My approach to refactoring and legacy code

September 7, 2016

What I usually pursue is the minimization of unintended change and optimization for readability, most of what we do with code is reading. The refactoring is guided towards patterns and SOLID.

These notes are taken with my environment in mind: A statically typed language, OOP, and dependency injection. Obviously, they do not cover everything. I put here some common smells or mistakes that I have seen recently.

Rules

No modification is allowed in production code that is not covered by tests. The rule can be bent when the change is made with automated refactorings that rely on the compiler and the type system. In this initial phase, the goal is to improve readability, gain understanding and enable testing.

Code hard to test usually involves actions that produce slow operations (call to database/network) or side effects in systems that we do not own. We will need to configure these actions so they operate as we want, to force different test cases. A seam is a place that allows us to alter how the program behaves without modifying what it does in that location. Removes the dependency and makes possible to specify a different implementation in our tests without modifying production code.

Typically and as a first step, this is implemented using the features of the language to manage visibility as the 'protected' keyword in Java or C#. Production code uses the original method, test code subclasses the class using an alternative version of the dependency.

The last step with dependencies, once the class is covered, would be to use inversion of control and inject them if possible using constructor injection.

Managing frustration

Covering legacy code or adding new features can be incredibly frustrating. Get an accurate idea of what the code does at once is hard. A nicer approach is start writing tests for the outer branches of the code and after, step by step, start covering the inner branches.

Approach to refactor nested conditionals

Video - Sandro Mancuso

Outer branches are easier to understand as the state needed to execute them is smaller. That implies also that our setup code will be shorter putting ourselves in a position where it will be easier to see the first test passing. As we start to cover inner branches we already have an idea of the setup needed and we acquire knowledge incrementally, refactoring also our test codebase and reducing the cognitive load when tackling more complex scenarios.

Software to audit the test coverage can be very useful as it helps to visualize how we move from not covered to covered and from outer to inner branches.

Traits to remove

Hidden dependencies: Look for the ‘new’ keyword in the code. Instantiation of new objects usually means hidden, implicit dependencies. Behavior impossible to alter in our tests. Extract to protected method, subclass, and cover. After that, the dependency can be completely isolated creating a new abstraction for it and enabling dependency injection later if that is possible.

Single Responsibility: Classes, functions, should have just one reason to change. Let us imagine a class that calls to a server to get some data, parses the information returned to JSON and then manipulates some of the fields. What could make this abstraction change?:

  • The technology that we use to call the remote server is something that can change. Today we may be using HTTP and change in the future to a different technology. That process should be abstracted.

  • Today we parse from JSON, but in the future, the service could return something else. That parsing should be abstracted.

  • The manipulation of the fields could have a meaning by itself from the domain point of view. That logic should live in the object and encapsulate that behavior.

The input and return types should abstract completely the operation. No internal change in the abstractions should affect to the consumers, as the contract whereby they consume the results should not change.
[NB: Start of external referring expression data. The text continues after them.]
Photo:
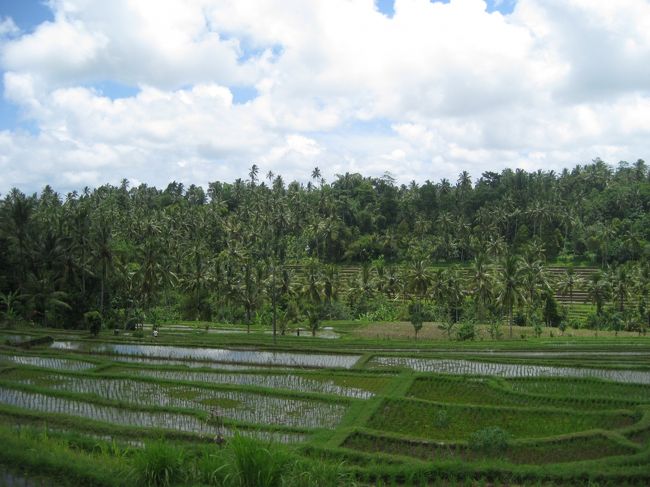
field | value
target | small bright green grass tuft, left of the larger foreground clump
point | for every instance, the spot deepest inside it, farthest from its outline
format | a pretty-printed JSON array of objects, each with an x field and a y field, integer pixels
[{"x": 159, "y": 464}]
Interface segregation (Martin): Inspect visually the constructor of the class, all its dependencies and the parameters of the methods/functions. As a consumer of these entities, is the class only seeing what it needs to see?. Keeps the system decoupled and easy to refactor.

Feature envy and anemic model: When an object accesses data of another object more than its own. It is quite usual to see this in classes that act as orchestrators or managers when they perform operations that should belong to the objects in the model. A symptom of an anemic domain model is logic leaking to these managers. Take a look at the methods and try to identify operations that manipulate or query what should be the internal state of an object. If that is the case, move that logic to a method within the object.

Primitive obsession (Fowler): Using primitive data to express domain concepts. Inspect the parameters of methods and return types. More than two parameters are probably expressing something that could be expressed as an object. That object should reflect a domain concept and has to be defined with the name that a domain expert would use.

Command and Query separation (Meyer): A method should modify the system writing a new value (side-effect) or query data that is returned to the consumer, but never both.

Enforce immutability: Enforce as much as possible objects that cannot change after being created. Prevents from modifications by mistake.